Pulse oximetry a non-invasive and painless way to measure, from the surface of the skin, the
amount of oxygen in arterial blood.
Quality assurance (QA) all those planned and systematic actions that are established to ensure
that the trial is performed and the data are generated, recorded and reported in compliance with
GCP and with MHRA regulations.
Quality control (QC) checking the quality of trial-related activities.
Qualified person (QP) someone who ensures that each batch of an IMP that is made within
the EU meets the requirements of GMP and that each batch of an IMP made outside the EU
meets GMP requirements at least equivalent to those in the EU.
Quarantine the status of materials, product or information that is isolated pending a decision
on its approval or rejection.
Radioactive isotope an unstable form of an element that breaks up into other elements and in
so doing gives out radiation that can be measured.
Radiolabel technique of incorporating a radioactive isotope into a molecule.
Radiopharmaceutical product a product that includes a radioactive isotope.
Randomisation the process of allocating trial subjects to IMP (active, placebo or comparator)
by chance, so as to reduce bias.
Receptor a structure on the surface of a cell (or inside the cell) that selectively receives and
binds a specific substance.
Regulatory (competent) authorities bodies such as the MHRA that review submitted clinical
data and conduct inspections.
Reproductive toxicology a series of toxicity tests in animals to assess the risk of giving an IMP
to a fertile woman or man, or a woman who is pregnant.
Research ethics committee (REC) an independent group of medical and scientific
professionals and members of the public, with no financial interests or affiliations with the
sponsor or researchers, who give an opinion on the ethics of a trial.

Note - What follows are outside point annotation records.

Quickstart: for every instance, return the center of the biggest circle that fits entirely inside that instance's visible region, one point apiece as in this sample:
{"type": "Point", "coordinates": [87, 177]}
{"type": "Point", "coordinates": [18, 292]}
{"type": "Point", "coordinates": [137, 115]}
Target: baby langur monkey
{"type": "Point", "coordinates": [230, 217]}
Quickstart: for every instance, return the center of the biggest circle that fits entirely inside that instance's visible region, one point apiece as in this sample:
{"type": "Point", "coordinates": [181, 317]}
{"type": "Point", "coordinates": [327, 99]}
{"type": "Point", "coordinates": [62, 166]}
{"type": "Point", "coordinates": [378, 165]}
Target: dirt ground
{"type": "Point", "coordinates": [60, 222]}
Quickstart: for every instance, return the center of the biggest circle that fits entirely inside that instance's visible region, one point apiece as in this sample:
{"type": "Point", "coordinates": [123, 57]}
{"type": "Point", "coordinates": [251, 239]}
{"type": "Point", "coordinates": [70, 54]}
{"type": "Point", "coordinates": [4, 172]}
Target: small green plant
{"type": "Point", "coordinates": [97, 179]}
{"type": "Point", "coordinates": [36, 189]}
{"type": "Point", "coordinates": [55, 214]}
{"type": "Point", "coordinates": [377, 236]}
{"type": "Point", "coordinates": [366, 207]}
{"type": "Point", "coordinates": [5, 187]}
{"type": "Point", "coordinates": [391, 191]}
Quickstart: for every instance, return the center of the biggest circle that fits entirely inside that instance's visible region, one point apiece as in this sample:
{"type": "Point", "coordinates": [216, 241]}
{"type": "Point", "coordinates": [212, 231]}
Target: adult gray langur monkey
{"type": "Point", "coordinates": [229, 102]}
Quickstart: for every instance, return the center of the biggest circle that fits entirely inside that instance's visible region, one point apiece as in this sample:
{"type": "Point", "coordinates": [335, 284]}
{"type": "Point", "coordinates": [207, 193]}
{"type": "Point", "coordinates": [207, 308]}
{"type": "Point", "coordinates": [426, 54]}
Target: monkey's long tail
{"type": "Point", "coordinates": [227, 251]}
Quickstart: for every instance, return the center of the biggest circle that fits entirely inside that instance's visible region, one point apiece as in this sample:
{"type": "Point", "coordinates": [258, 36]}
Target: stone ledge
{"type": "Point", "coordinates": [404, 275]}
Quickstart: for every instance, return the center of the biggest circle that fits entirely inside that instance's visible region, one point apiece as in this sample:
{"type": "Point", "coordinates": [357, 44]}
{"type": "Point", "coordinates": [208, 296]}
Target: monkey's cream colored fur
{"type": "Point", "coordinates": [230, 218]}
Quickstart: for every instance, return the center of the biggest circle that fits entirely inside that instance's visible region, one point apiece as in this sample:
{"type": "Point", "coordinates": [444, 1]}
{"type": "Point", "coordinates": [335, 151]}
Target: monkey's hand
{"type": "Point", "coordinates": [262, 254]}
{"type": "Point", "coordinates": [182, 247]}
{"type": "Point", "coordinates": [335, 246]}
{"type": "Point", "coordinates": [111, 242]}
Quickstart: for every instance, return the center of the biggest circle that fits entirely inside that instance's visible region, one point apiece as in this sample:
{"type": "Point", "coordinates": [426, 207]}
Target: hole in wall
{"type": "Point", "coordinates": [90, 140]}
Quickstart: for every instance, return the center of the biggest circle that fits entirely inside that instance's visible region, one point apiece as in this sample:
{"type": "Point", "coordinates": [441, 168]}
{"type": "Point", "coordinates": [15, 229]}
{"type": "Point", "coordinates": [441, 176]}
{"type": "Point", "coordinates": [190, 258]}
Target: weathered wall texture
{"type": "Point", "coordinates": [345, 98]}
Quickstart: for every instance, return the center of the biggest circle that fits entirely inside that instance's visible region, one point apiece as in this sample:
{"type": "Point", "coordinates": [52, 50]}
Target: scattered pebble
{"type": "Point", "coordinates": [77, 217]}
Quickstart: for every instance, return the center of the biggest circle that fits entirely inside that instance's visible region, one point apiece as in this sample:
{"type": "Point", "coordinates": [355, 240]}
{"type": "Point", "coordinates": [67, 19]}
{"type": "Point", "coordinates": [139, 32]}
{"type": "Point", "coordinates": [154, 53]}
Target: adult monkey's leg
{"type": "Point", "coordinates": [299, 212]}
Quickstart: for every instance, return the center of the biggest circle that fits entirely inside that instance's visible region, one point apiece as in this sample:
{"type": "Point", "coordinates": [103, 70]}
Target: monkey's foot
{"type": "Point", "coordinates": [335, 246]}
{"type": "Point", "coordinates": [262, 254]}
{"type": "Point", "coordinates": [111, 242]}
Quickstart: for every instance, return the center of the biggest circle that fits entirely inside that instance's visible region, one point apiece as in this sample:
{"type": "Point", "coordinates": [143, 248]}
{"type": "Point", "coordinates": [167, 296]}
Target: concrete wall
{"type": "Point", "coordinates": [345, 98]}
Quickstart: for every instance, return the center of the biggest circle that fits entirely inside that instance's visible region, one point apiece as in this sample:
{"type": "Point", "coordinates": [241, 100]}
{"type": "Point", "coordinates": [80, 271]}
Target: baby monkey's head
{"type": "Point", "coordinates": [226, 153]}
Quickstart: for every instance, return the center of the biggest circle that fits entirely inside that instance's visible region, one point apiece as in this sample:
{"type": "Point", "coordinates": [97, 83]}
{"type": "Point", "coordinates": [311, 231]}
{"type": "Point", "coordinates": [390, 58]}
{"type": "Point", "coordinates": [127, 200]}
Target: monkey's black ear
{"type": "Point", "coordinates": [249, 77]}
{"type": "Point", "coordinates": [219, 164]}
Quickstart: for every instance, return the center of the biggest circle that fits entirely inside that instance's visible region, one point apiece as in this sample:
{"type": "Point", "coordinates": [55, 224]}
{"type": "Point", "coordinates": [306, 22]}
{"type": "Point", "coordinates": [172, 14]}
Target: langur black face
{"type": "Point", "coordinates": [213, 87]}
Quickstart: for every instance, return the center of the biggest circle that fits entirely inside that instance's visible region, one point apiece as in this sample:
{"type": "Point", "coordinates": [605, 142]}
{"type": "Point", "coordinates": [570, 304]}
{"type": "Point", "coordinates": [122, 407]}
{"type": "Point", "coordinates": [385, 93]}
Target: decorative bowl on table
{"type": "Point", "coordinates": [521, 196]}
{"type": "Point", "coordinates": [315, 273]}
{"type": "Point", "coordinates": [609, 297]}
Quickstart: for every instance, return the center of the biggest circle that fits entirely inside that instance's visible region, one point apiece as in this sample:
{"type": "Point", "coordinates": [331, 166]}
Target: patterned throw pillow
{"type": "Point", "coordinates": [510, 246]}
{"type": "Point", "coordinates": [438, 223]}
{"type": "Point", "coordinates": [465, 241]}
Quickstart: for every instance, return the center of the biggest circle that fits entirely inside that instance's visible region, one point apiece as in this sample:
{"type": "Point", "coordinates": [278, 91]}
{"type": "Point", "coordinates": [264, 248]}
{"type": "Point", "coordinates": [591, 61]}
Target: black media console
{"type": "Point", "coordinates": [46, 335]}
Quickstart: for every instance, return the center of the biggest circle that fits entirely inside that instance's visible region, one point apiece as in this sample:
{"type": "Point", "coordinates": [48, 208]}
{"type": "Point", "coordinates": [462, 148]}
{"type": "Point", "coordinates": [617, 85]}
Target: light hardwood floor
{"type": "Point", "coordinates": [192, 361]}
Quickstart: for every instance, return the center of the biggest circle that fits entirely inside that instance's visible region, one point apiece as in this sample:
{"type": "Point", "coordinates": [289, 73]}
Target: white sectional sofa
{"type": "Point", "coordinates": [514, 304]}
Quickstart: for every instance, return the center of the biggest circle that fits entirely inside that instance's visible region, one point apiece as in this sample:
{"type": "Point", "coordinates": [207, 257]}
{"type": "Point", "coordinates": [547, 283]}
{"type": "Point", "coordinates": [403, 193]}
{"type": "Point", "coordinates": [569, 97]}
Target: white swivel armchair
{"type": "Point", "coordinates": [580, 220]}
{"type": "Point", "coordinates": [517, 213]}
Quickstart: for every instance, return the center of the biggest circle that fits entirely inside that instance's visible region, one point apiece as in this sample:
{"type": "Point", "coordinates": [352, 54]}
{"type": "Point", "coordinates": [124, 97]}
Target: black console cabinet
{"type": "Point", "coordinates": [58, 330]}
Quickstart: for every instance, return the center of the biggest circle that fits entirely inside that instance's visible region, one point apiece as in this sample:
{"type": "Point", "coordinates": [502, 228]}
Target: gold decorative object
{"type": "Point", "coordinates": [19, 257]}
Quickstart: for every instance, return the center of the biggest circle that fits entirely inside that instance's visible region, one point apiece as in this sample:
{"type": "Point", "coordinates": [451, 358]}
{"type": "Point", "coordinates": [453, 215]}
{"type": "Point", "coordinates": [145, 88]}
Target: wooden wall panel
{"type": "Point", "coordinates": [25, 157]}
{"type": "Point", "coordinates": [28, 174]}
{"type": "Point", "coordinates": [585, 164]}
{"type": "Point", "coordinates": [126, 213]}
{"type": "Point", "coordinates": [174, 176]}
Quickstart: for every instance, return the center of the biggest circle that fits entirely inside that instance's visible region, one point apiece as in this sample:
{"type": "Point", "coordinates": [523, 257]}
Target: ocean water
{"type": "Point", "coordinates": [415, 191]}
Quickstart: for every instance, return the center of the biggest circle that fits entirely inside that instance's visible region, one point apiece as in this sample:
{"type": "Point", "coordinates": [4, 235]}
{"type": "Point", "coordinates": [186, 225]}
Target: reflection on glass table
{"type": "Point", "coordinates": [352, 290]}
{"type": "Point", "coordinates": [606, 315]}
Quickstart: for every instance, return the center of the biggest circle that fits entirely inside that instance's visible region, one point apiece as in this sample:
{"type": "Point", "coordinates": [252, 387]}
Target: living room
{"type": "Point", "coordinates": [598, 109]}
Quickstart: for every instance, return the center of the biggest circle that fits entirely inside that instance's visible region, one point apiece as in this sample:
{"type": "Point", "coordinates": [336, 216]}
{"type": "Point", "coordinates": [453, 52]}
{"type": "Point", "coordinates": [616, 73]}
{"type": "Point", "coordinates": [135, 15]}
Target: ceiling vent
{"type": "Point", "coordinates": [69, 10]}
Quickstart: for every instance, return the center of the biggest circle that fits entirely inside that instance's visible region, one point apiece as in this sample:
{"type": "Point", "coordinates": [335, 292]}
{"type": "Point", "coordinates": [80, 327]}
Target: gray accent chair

Rescue medication treatment given to a subject to relieve a problem brought about by taking
part in a clinical trial.
Resuscitation Council (UK) provides education and reference materials to healthcare
professionals and the general public in the most effective methods of resuscitation.
Risk potential for harm.
Scintillation counter a machine for measuring radiation, that counts light flashes emitted from
a detector substance exposed to radiation.
Serious adverse event (SAE) or serious adverse drug reaction (serious ADR) any untoward
medical event that at any dose of a medicinal product:
results in death
is life-threatening
requires a stay in hospital or prolongs an existing stay in hospital
results in persistent or significant disability or incapacity or
is a congenital anomaly or birth defect.
Shipping (dispatch) packing and sending trial-related material somewhere.
Sievert a unit of radiation exposure. The average person in the UK receives about 2.5
milliSievert of background radiation annually from the environment. A chest X-ray represents
about 10 days of background radiation.
Signature a distinct record (initials, or full handwritten or electronic signature) of the person
who was responsible for a particular action or review.